Question: How to convert `Host`/`Origin` to `URL`?

[JulianKnodt]

I was wondering if there's anyway to convert from a Host back to a URL after calling url.host()? I realize this is probably under-specified, since there is no longer a scheme, so I was further wondering if there would be a. way to convert an Origin to a URL? After browsing through the docs & open GH issues, I didn't see any question about this, so was wondering if it made sense to add such a thing?

[valenting]

Not sure what you mean by converting back? You can always build a new URL. But maybe you want something else?

use url;
use url::Url;

fn main() {
    let url = Url::parse("http://hostname:123/").unwrap();
    println!("{:?}", url);
    let new_url = "https://".to_owned() + &url.host().unwrap().to_string();
    let new_url = Url::parse(&new_url).unwrap();
    println!("{:?}", new_url);
}

playground link

[JulianKnodt]

hmmmm specifically I'm thinking about the use case of converting https://www.foo.com/a/b/c/d to https://www.foo.com/. I reread the docs ad noticed I can do this with .path_segments_mut().clear(), but maybe it's worth adding an explicit note to path_segments_mut()?

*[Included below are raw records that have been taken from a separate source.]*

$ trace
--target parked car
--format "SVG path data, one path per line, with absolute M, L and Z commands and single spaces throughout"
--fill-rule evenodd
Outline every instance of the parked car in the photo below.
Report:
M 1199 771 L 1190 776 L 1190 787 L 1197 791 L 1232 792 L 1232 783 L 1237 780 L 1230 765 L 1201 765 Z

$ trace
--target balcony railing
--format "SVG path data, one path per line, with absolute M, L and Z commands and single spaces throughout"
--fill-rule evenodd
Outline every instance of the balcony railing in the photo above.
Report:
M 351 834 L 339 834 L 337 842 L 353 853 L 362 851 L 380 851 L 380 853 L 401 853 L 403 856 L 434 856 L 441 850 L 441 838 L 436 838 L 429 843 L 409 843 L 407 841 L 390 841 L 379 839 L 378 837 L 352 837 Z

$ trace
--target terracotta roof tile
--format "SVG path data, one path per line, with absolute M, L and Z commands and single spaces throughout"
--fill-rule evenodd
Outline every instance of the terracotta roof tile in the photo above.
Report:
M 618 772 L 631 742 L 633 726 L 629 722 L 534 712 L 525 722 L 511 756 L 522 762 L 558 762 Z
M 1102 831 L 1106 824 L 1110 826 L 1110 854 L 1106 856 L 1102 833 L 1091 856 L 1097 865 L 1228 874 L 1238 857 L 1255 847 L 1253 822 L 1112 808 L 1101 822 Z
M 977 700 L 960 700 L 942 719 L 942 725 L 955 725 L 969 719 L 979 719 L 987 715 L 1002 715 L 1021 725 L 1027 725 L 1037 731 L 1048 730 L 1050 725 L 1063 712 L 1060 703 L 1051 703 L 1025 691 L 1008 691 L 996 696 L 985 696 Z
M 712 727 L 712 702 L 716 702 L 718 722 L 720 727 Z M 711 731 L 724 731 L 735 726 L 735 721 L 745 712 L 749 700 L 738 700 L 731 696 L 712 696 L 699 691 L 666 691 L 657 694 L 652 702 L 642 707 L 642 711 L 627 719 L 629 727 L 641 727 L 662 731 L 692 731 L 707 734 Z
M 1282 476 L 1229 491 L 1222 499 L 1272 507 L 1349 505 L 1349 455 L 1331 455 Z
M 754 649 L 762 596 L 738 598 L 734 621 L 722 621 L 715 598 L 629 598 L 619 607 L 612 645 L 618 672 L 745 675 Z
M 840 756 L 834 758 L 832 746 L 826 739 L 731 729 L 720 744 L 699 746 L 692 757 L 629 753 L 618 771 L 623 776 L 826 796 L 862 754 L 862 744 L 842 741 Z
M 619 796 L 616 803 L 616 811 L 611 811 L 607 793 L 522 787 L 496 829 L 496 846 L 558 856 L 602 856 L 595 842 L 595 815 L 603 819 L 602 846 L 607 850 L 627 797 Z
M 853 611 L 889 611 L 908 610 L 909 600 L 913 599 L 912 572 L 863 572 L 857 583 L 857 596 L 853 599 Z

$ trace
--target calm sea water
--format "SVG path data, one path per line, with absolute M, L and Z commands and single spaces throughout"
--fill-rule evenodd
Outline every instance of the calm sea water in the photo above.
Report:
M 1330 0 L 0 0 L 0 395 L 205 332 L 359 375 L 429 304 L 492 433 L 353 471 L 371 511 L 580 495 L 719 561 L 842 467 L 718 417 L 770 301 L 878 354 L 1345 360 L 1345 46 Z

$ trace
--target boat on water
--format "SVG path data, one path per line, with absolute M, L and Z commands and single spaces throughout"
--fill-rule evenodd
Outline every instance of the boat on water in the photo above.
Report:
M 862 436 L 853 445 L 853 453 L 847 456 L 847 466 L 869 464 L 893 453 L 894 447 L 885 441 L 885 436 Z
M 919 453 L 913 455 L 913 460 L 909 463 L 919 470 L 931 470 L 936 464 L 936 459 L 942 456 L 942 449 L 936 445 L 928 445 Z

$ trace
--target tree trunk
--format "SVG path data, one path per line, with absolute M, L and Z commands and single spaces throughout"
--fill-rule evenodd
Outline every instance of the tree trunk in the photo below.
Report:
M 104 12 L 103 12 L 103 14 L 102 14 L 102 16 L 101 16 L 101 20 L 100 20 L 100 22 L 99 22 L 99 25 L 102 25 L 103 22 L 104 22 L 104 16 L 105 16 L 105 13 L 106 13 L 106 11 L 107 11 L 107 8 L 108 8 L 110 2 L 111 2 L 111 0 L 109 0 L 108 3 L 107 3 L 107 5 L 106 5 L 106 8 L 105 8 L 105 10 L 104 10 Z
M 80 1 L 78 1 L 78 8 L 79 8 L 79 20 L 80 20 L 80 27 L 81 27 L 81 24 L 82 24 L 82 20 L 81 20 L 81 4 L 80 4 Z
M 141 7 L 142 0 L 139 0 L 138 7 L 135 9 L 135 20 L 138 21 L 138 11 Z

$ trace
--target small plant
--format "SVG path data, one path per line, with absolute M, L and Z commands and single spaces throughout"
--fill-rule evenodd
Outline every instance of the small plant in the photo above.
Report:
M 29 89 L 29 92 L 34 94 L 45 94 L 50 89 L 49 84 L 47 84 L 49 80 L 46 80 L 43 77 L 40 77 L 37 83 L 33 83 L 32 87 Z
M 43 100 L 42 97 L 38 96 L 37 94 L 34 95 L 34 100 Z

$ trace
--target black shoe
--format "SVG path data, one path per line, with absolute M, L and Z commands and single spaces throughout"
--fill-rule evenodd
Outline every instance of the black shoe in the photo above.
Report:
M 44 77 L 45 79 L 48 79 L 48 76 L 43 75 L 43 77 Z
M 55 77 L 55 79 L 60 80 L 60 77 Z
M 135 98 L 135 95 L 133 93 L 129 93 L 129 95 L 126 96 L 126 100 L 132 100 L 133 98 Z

The reason I asked this question is because I expected a method that explicitly drops all path segments, and I equated it in my mind with .host().

[tmccombs]

You would probably also want to clear the query string and fragment in that case.

[valenting]

Ah, I see. In that case you can probably also use the slicing like here. Be mindful if you also want it to have username and password.